Following a failed coup on July 15, 2016, the Turkish government had dismissed and revoked the passports of tens of thousands of civil servants by means of decrees for alleged terrorism support and coup involvement. As a result thousands of citizens are not only blacklisted and deprived of jobs but also cannot leave the country.

According to interviews conducted by a Deutsche Welle (DW) reporter in Ankara, academics and even deputies are victims of passport limitations that have been in place without any court order. Since the decisions were made by decree, there is no appeals mechanism, purged academic said Tezcan Durna, one of at least 4,500 academics who were dismissed in the wake of the abortive putsch.

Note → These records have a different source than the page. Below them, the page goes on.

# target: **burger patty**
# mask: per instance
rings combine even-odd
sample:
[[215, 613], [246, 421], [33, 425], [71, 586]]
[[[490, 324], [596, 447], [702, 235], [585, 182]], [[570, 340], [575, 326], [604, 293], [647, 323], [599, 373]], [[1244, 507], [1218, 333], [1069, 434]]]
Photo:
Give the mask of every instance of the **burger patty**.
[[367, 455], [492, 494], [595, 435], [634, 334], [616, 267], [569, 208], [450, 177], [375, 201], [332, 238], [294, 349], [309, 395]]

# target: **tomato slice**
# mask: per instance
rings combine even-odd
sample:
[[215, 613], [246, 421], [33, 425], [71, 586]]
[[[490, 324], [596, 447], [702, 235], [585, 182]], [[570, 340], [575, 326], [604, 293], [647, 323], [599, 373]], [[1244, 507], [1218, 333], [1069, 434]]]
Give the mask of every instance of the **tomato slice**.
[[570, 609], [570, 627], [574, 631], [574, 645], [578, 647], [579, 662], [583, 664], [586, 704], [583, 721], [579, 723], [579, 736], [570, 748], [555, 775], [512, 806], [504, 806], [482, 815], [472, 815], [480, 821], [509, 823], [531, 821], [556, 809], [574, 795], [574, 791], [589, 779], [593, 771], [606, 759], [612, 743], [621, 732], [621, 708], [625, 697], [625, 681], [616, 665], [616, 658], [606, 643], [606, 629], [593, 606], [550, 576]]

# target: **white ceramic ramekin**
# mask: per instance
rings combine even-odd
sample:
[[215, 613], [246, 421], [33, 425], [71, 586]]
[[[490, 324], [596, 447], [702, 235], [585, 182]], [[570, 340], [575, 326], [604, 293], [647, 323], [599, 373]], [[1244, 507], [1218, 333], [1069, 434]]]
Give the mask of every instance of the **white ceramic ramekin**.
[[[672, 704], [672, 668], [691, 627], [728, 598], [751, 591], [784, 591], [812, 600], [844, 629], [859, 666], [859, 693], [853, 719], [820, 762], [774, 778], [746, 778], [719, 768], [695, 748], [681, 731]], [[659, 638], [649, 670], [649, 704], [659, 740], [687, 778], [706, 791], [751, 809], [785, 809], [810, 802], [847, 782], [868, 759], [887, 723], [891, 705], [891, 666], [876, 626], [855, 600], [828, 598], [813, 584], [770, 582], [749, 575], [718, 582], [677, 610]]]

Durna says that he does not even receive any response to his queries to officials made through his lawyer. “I cannot apply for a passport. It is impossible for me to attend academic events abroad. I cannot take advantage of any fellowships offered overseas,” said Durna, who is working in the publishing sector after being dismissed from his position at the university for signing a declaration calling for peace in January 2016.

Ömer Faruk Gergerlioğlu, a purged doctor and human rights defender who is now a deputy from the Peoples’ Democratic Party (HDP), told DW that decrees dismissed 135,000 people from state positions. Gergerlioğlu said doctors, lawyers, judges and academics in Turkey “cannot travel abroad, cannot obtain licenses to practice their profession” and emphasized the illegality of the passport ban.

Similarly, Republican People’s Party (CHP) deputy Sezgin Tanrıkulu has been fighting against the decrees, saying the passport limitations and bans are completely arbitrary. Decrees have almost replaced laws, according to Tanrıkulu.

By means of decrees, even spouses and relatives of purged civil servants were banned from travelling abroad.